2020年11月20日の本日、アマゾンをはじめとしたネット書店において、当社初の新刊書籍『いつか幸せではなく、今幸せでええやん!』(尾﨑里美著)のシステム上の発売日を迎えました。

ところが結論として、発売日早々にアマゾンの在庫が不足し、この記事を書いている19時45分現在、税込み価格1650円の商品価格が2000円を上回ってしまっています。

尾﨑さんの新刊を楽しみにされている皆様、大変申し訳ございません。

当社の書籍は、ご注文いただいた書店様に配本するいわゆる「注文出荷制」で流通させています。書店様の店頭に並べていただくためには、書店様から注文というアクションを起こしてもらわなければなりません。だからご注文いただいた書店様はとっても大切な存在なんです。

同時に、注文出荷制ゆえに、展開いただける書店様に限りがあるのも正直なところです(当社が商品情報をもっと魅力的にお伝えできればよいのですが、注文書一枚のFAX送信で商品の魅力を伝えきるのは難しいというのを今回痛感もしました)。

そこで大切になってくるのがネット書店様での販売です。だから今回、新刊の発売を迎えるにあたり、数か月前から在庫を切らさないためにはどうすればよいのか、すくない知識の中で考え、各方面にもその旨をアナウンスし、またアドバイスも求めてきたつもりです。

ところが今回、発売日当日に在庫不足をまねいてしまいました。その理由をきょうもいろいろ電話して調べた結果、ようやくほぼすべて理解することができました。自身の備忘録も含めてnoteに記しておきます。

(以下は、どこが良い悪いという話ではないです。アマゾン様を例にあげていますが、アマゾンは自社のルールで発注処理をおこなっているだけです。版元ドットコムのシステムはうちのようなひとり出版社にとってはありがたすぎるシステムです)

①当社の取次会社はJRC
当社は取次会社JRC様と契約しました。これがひとつ目の前提条件です。JRC様とアマゾンは直接取引の契約がなされています。

②当社は版元ドットコムの会員になりました
次に、当社は版元ドットコム様の会員になっています。これがふたつ目の前提条件です。

③版元ドットコムから新刊の書誌情報データが配信される
版元ドットコム様に入会して何がすごいと思ったかというと、いろいろあるのですが、そのひとつは版元ドットコムの管理サイトに新刊の書誌情報を登録すれば、出版情報登録センター(JPRO)にその書誌情報が自動登録されることです。
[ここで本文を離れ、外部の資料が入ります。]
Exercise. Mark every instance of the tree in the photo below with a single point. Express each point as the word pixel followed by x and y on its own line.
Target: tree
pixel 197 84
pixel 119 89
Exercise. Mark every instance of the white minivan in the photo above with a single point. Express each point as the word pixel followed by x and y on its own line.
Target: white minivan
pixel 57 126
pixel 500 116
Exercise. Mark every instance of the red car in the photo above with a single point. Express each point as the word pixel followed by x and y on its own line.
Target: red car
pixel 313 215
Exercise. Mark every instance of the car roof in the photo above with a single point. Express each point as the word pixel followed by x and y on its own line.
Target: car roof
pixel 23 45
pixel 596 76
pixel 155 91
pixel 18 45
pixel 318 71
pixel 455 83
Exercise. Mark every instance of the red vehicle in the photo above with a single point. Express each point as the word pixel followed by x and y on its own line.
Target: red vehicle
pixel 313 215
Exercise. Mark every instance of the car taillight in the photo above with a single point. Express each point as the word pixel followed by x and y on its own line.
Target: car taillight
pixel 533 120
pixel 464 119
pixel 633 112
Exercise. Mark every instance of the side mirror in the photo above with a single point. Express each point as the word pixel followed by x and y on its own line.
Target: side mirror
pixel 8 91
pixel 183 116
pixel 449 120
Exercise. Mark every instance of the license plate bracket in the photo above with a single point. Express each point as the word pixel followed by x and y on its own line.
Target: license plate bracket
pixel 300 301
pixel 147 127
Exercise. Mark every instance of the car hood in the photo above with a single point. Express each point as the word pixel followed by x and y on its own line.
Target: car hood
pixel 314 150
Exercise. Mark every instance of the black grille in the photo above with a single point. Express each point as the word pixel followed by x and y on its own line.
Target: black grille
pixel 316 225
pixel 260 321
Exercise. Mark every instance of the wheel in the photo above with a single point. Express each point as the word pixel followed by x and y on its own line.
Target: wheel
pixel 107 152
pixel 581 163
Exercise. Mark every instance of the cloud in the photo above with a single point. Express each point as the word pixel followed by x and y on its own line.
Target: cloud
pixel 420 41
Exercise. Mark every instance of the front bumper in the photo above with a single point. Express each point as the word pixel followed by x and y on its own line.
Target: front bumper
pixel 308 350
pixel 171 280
出版情報登録センター(JPRO)に書誌情報が登録されると、その書誌情報が取次・書店・ネット書店・図書館に自動転送されます。これがめちゃくちゃありがたいです。版元ドットコムの管理サイトに新刊情報を登録しさえすれば、書籍流通で必要となる各方面に情報が自動的に流れていってくれるのですから。

情報の流れはつぎのとおり。

★情報の往路:版元ドットコム → JPRO → 取次・書店・ネット書店・図書館

④版元ドットコム→JPRO→アマゾン
さて、上記のように版元ドットコムに新刊情報を登録すれば、おおむね翌日にはアマゾン様での予約受付がスタートします。当社の新刊もこの流れでアマゾンに書誌情報が配信され、アマゾンでの予約受付が開始になりました。ここまでは通常の流れです。

⑤アマゾン→大手取次→取次→JRC
ところが結果として、上記の流通経路で当社は発売日当日に在庫不足を招きました。なぜか――。
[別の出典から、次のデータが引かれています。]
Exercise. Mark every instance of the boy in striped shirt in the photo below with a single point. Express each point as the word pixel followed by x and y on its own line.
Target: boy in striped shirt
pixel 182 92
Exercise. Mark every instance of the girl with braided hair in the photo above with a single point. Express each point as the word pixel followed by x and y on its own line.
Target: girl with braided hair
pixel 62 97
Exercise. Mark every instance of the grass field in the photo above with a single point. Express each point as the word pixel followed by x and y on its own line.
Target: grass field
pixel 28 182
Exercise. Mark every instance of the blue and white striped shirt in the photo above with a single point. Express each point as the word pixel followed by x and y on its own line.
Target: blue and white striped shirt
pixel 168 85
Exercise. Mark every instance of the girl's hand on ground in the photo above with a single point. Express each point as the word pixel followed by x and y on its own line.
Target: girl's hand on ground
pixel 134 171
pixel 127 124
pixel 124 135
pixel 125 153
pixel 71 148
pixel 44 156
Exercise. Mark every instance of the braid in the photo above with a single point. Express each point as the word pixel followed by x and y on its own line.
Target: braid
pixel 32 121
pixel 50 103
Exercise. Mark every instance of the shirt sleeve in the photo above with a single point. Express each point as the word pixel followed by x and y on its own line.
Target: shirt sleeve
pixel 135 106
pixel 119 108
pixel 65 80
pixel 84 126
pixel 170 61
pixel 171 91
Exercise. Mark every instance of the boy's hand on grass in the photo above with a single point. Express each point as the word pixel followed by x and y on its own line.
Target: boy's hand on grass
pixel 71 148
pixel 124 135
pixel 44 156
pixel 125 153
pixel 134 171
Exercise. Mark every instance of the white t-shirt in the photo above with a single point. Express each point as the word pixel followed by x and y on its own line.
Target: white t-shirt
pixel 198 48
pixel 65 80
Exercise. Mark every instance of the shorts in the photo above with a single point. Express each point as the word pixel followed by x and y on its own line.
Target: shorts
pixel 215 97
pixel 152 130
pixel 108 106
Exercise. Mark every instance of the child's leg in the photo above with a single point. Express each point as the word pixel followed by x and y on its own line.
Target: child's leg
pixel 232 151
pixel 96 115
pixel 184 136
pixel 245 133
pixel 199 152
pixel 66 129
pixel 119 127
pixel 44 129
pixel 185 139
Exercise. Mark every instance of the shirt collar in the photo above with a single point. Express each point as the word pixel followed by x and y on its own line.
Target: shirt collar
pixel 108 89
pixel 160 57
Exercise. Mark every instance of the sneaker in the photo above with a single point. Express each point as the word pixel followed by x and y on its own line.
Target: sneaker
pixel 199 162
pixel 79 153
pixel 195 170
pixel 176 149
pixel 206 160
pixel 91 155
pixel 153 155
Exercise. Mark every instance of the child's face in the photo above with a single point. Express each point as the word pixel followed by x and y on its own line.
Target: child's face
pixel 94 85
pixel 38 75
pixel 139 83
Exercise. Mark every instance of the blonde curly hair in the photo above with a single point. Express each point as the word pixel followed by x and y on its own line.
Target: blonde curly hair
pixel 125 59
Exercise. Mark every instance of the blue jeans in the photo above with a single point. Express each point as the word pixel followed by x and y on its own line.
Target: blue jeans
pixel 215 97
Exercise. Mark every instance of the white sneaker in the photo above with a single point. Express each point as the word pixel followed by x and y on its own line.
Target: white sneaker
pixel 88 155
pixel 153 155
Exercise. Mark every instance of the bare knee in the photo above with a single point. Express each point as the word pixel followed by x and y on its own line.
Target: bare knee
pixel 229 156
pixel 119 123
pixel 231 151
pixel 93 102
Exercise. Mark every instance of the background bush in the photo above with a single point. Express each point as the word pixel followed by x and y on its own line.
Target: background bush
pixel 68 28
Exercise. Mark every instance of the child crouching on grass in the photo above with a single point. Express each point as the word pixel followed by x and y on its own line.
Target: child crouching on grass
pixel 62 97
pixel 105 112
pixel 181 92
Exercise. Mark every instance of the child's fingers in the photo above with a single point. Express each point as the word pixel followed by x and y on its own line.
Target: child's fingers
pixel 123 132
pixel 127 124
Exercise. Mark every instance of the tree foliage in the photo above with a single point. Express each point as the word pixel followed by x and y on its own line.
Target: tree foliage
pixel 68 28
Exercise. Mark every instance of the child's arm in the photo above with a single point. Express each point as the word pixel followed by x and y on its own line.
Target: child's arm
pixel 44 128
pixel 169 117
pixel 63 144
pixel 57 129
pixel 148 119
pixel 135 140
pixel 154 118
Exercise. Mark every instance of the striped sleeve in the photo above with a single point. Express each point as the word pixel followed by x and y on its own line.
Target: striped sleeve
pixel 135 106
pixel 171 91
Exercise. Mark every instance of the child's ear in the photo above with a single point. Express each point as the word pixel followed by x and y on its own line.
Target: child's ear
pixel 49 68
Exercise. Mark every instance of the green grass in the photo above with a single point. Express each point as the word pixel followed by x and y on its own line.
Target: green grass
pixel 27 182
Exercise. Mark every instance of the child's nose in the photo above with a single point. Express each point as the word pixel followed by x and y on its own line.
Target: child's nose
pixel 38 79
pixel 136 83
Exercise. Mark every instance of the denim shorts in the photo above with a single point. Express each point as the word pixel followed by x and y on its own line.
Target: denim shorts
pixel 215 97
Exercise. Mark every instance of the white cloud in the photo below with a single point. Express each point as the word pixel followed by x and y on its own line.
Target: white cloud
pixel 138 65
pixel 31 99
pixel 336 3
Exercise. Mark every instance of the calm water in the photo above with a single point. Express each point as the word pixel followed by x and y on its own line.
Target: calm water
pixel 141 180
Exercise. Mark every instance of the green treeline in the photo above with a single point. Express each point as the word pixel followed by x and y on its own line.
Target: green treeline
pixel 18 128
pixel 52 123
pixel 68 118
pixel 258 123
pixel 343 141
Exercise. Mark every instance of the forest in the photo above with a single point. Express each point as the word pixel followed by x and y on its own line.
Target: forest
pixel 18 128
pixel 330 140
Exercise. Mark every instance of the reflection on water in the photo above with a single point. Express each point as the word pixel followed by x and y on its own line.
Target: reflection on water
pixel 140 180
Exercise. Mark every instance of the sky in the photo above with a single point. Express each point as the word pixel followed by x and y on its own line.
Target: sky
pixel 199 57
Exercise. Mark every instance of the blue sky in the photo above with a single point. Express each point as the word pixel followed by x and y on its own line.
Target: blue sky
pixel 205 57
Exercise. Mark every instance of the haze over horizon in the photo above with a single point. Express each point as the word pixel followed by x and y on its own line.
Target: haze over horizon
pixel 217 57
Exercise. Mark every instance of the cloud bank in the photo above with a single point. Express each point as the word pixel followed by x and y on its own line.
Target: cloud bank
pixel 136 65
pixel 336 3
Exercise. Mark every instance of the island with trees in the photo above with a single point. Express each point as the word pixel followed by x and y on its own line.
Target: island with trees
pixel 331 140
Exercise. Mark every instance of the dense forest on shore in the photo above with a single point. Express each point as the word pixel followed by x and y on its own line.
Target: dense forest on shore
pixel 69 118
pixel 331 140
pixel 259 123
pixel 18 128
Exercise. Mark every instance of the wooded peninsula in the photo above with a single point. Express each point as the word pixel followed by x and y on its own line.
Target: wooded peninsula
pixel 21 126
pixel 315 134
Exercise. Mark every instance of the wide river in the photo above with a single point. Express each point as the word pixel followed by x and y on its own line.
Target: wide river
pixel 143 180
版元ドットコムを起点とした情報の流れの場合、アマゾンからの発注情報は大手取次会社に入ることになります。その大手取次会社からさらに取次会社を経由してJRCに情報が流れます。

★情報の復路:アマゾン → 大手取次 →取次 → JRC

版元ドットコムを起点とした情報の往路はとてもありがたかったのですが、アマゾンを折り返して情報の復路になると、情報の中継地が増えているのが分かります。(これをようやくきょう、教えてもらえました)

そして当社の新刊がアマゾン発売日当日に在庫不足に陥ったのも、この情報の復路に課題があったからだとわかりました。

結論をいうと、情報の復路の過程のどこかでアマゾンの発注情報が目詰まりしていたようなのです。アマゾンは予約数に応じて発注してくれていたようなのですが、その発注情報が途中で何らかの理由で止まっていたということです(この疑問はいまだ謎のままです)

⑥解決策は、JRC管理のアマゾンベンダーセントラルに書誌情報を登録すること
上記の情報の復路のままの場合、今後もアマゾンからの発注情報が途中で目詰まりしかねません。これは大変なことになった……と思ったのですが、(その後のやり取りのプロセスは省きますが)解決策が分かりました。

解決策=JRC管理のアマゾンベンダーセントラルに書誌情報を登録しなおすことです。

アマゾンベンダーセントラルとはなんぞや? というのはややこしいので割愛します。さらに諸々の説明も省きますが、ようするに、JRCさん管理のアマゾンベンダーセントラルの管理画面に契約版元としてアクセスし、書誌情報を(版元ドットコムに登録した翌日頃、具体的にはアマゾンに登録された直後くらいのタイミングで)登録することで、

★情報の復路:アマゾン → JRC

という、JRCとアマゾンの直接取引の情報の流れに上書きできるということです。

これは、当社のような版元だけの知識ではまずたどり着けない解決策です。

だって、すでに版元ドットコム起点でアマゾンに書誌情報が登録されて予約受付がはじまっているのに、もう一度、別の方法でアマゾンに書誌情報を登録しなければならない必要性なんて理解できないばかりか、むしろ、そんなことをすれば二重登録になって大変な状態になると思いますから(アマゾン内で同じ商品が二つ存在してしまうのではというこわさ)。

でも、結果として、アマゾンベンダーセントラルに書誌情報を登録しなおすことでJRCとアマゾンの直接取引ルートが開通し、以降、在庫補充の情報の流れがスムーズになる(というのです)。

というのです……としているのは、まだその結果が出るのはこれからだからです。

この原稿を書いているのは2020年11月20日。明日から3連休です。

3連休のあいだ、たくさんのご注文をこれからもいただけるはずであるにもかかわらず、在庫切れ状態が続かざるを得ないという、版元としてはこれ以上ない苦しい状態が続きます。

なにより申し訳ないのは、尾﨑里美さんの10年ぶりの新刊書籍を心待ちにしてくださっている読者の方々です。

できる対策を早急に、粘り強くおこなってまいりますので、在庫が補充されるまで、どうぞお待ちいただけますよう、よろしくお願い申し上げます。